Micro-história de uma fotografia

Quando Abimbola fez o credenciamento, na Arena da Baixada, em Curitiba, respondeu em português: 

— Fotógrafo. 

Fotógrafo e fotografia eram as únicas palavras que Abimbola sabia em português. E ninguém perguntou onde as tinha aprendido.

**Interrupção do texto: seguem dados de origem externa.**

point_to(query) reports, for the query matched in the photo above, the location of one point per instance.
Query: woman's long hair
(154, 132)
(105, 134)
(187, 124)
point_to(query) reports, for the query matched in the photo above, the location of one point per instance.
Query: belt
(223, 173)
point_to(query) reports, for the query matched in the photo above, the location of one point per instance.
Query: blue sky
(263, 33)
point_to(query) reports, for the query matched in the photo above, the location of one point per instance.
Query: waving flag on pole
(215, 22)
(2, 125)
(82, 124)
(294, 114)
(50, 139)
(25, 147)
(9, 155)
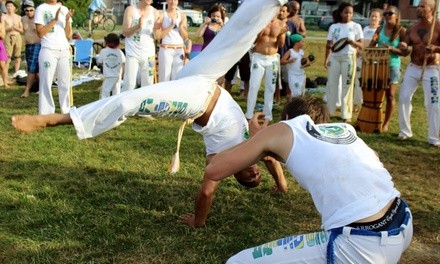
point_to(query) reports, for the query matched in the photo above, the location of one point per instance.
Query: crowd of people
(364, 219)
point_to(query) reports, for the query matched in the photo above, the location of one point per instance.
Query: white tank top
(173, 37)
(344, 176)
(141, 43)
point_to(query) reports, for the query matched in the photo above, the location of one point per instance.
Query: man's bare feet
(27, 123)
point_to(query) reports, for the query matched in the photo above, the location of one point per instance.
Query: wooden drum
(374, 81)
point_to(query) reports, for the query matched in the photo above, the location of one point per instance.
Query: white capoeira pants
(171, 61)
(340, 65)
(110, 86)
(269, 67)
(144, 66)
(312, 248)
(51, 62)
(430, 85)
(357, 92)
(182, 99)
(186, 97)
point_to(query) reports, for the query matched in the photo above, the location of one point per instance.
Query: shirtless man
(295, 18)
(33, 45)
(139, 26)
(195, 95)
(417, 36)
(265, 60)
(14, 29)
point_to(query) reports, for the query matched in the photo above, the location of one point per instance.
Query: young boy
(295, 66)
(112, 59)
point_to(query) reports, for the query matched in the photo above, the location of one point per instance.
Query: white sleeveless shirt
(344, 176)
(173, 37)
(141, 43)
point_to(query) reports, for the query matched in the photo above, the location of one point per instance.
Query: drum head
(339, 45)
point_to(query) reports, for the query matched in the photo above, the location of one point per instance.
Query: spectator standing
(342, 62)
(112, 59)
(33, 46)
(173, 32)
(295, 18)
(3, 54)
(211, 26)
(295, 61)
(375, 18)
(389, 36)
(95, 7)
(138, 27)
(422, 52)
(3, 6)
(286, 11)
(266, 62)
(13, 40)
(54, 27)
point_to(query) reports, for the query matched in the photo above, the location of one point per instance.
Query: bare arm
(127, 28)
(202, 28)
(183, 27)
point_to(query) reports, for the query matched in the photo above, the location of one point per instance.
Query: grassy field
(111, 200)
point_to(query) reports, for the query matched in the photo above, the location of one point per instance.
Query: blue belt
(335, 232)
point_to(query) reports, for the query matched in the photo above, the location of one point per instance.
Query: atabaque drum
(374, 80)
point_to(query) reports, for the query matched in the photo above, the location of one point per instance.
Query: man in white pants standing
(415, 36)
(138, 26)
(194, 95)
(54, 27)
(173, 32)
(265, 61)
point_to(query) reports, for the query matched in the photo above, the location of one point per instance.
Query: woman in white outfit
(174, 31)
(342, 63)
(138, 27)
(54, 26)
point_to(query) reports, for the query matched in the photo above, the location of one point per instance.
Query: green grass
(111, 200)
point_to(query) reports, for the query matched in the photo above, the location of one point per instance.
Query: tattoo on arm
(422, 32)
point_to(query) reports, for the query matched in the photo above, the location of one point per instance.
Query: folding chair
(83, 52)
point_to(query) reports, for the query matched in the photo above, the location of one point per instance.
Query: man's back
(271, 38)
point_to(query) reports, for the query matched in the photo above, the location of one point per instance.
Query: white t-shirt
(56, 37)
(369, 33)
(350, 30)
(343, 175)
(141, 44)
(111, 60)
(173, 37)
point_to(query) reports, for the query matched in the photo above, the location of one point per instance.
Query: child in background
(112, 60)
(295, 66)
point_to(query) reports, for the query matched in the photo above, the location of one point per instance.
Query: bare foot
(385, 127)
(24, 94)
(27, 123)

O jogo era a estreia da Nigéria. A rigor, as superáguias enfrentariam a partida mais fácil da fase classificatória da Copa no Brasil, contra o Irã. Depois viriam a Bósnia e a Argentina. Abimbola estaria em todas elas, fotografando, inclusive a derrota para a França, nas oitavas-de-final. Mas o seu jogo foi aquele, e Abimbola nem viu que era contra o Irã.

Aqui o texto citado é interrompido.